Muhterem Müslümanlar!
Muhterem Müslümanlar!
Hicri Takvimin ilk ayı olan muharrem ayının İslam tarihinde önemli bir yeri vardır. Bu ayın onuncu gününe “aşure günü” denilmektedir.
Sevgili Peygamberimiz (s.a.v.) bu aya değer vermiş ve ; “Ramazan orucundan sonra en fazîletli oruç, Allah’ın değer verdiği ay olan muharrem ayında tutulan âşûrâ orucudur” buyurararak [1] bu ayda oruç tutmuştur. Aziz Mü’minler! Hazreti Aişe validemizden rivayet edilen bir hadis-i şerifte, İslam öncesinde, Mekke halkının oruç tutmakta olduğu “âşûrâ” gününde Peygamberimizin de oruç tuttuğu bildirilmektedir.
Rasülullah (s.a.v) Medîne’ye hicret ettikten sonra da bu orucu tutmuş ve mü’minlere de tutmalarını tavsiye etmiştir [2] Ramazan orucu farz kılındıktan sonra da Peygamberimiz(s.a.v.)’in tavsiyesi üzerine bu oruç sünnet olarak tutula gelmiştir [3]“Âşûrâ orucu” olarak adlandırılan bu oruç, Muharrem ayının onuncu günü tutulmakla birlikte, sünnet olan, bu günü bir öncesi veya sonrası ile oruçlu geçirmektir.[4] Muhterem Kardeşlerim! Tarihte geçmiş birtakım hadiselerin, Muharrem ayında gerçekleşmiş olduğuna dair bazı rivayetler bu aya ayrı bir değer verilmesine sebep olmuştur.
Hz. Adem(a.s.) ‘in cennetten yer yüzüne indirilmesi, Hz. Nuh (a.s.)’ın tufandan kurtulması, Hz. Musa (a.s.) ve ona iman edenlerin Firavun’un zulmünden kurtulmaları gibi insanlık tarihinde dönüm noktası sayılabilecek bazı önemli olayların bu ayda vuku bulduğu rivayet edilmektedir. İslam tarihinde özel bir yeri olan Hz.
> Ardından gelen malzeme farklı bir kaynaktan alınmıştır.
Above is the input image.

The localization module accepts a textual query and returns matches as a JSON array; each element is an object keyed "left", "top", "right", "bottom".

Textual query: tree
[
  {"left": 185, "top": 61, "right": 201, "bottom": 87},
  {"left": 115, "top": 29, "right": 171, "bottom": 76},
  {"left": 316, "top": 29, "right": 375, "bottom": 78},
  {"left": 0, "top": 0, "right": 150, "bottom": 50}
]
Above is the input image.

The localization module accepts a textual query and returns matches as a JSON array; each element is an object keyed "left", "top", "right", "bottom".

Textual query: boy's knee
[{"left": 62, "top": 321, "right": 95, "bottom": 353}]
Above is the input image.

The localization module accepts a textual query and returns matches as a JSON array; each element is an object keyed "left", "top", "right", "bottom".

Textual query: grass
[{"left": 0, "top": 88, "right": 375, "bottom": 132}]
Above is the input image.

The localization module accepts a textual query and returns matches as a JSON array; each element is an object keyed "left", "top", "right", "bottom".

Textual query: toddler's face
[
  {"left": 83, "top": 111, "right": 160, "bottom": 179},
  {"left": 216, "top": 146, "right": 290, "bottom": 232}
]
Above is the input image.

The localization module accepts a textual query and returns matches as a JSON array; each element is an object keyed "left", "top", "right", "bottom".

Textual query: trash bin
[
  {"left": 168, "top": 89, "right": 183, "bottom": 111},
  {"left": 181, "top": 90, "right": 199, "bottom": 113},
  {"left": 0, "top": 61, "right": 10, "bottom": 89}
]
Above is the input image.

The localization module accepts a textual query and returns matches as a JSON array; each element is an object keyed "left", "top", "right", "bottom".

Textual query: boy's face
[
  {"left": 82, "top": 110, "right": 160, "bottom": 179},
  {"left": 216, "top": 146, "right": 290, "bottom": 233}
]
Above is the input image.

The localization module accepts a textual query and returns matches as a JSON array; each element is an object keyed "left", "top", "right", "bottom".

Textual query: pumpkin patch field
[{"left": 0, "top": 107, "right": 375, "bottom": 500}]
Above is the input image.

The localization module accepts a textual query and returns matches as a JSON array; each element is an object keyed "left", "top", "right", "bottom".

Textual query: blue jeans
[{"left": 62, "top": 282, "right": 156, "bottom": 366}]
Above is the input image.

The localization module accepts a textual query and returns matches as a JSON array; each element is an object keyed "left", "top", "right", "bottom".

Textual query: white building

Hüseyin (r.a.)’in Kerbelâ’da şehit edilmesi olayı da yine bu ayda vuku bulmuştur. Bilindiği gibi, Sevgili Peygamberimiz(s.a.v.)’ in torunu Hz. Hüseyin (r.a.), o dönemde cereyan eden siyasi kargaşa ve çatışmalar neticesinde, müessif bir şekilde öldürülmek suretiyle şehid edilmiştir.
Bu üzücü olay, Hz.Peygamber (s.a.v.)’ i ve ailesini seven mü’minlerin gönüllerinde silinmez izler bırakmıştır. Değerli Müslümanlar! Tarihte yaşanmış ve geri dönüşü olmayan böyle acı olayları tasvip etmek mümkün değildir. Ancak, bunları hatırlamak, ders almak içindir. Bu olay, bütün Müslümanları derinden sarsan ve kederlendiren acı bir tecrübedir. Bu ve benzeri olaylar karşısında, sağduyulu hareket ederek Allah(CC) ve Peygamber sevgisi etrafında kenetlenmeliyiz. Hz. Peygamber (s.a.v.)’ i, O’nun aile fertlerini ve ashabını sevmek hepimizin müşterek heyecanı olmalıdır.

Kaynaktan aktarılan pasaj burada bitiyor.